NOT long since, while passing down Front Street of one of our beautiful Western towns, the noise from a large four-story brick building attracted my attention. I found it to be a woolen factory, where all kinds of woolen goods are manufactured. One hundred men, women, and little boys are daily employed. The building is situated on the Des Moines River, across which, just above the factory, is a large dam affording the water power. Just below the factory a bridge 900 feet long gives the country people on the other side of the river town privileges. 

But about the building. As I said before, it is four stories besides a basement; and in one room of this is the monstrous engine, which keeps all the machinery in the building in motion. Into one of these basement rooms the wool is brought just as it comes from the sheep's back; and here two men were employed in washing, drying, and dyeing it. 

In another room a man was sprinkling the wool with oil, in preparation for carding. Great baskets full of this prepared wool were carried above, where little boys from ten to fourteen were picking, sorting, and weighing the wool, then placing it upon large rollers which, in turning, passed long cards. These soon passed it off in long rolls, which, after being wound upon great spools, were carried to another room, where they were put upon large spinning machines. Upon each machine were from two hundred to two hundred and twenty small spools. Each machine was tended by a young man, and there were seven machines; so that while the old-fashioned spinning wheel was turning off one spindleful of yarn, these seven machines would fill over fourteen hundred. These spools, after being filled, were piled in a large basket, and part of them carried to the third, and part to the first, floor. 

In the third story the yarn was taken from the spools and reeled upon a mammoth reel, where about twelve skeins were reeled at once. These skeins were then handed to another woman, who twisted them, packed them in bunches, and tied them ready for sale. 

The yarn taken to the first floor was for the warp and filling of woolen goods. Here were three long rows of looms just like the old-fashioned looms, only all of, iron, and the shuttle was thrown back and forth by the machine. A woman stood before each loom, to see that all was right, and change the yarn for the different colors. One woman had made a mistake, which was causing her much trouble, and wasting much material. 

As I watched her busy fingers rectifying the mistake, I thought, How like life!
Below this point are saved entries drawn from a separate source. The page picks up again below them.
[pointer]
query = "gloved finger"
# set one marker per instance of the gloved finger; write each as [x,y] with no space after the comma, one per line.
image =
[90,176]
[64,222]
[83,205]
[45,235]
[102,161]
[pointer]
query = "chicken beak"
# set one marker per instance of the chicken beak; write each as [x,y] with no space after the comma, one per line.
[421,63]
Often on account of carelessness we make mistakes that it takes many days of sorrow to correct. In another room there were three machines for stretching, drying, and dressing the cloth, after it was taken from the loom. In this room were two desks at which young women were picking knots from the cloth before it was dressed. Here also the cloth was folded in great bolts, tied with pink tape, and piled up ready for transportation. Just across the street is a large building where the goods are stored. 

This is only a poor description of all we saw as we passed through the buildings, but it perhaps will give some idea of how much work it takes to make the nice woolen cloth that we wear so much.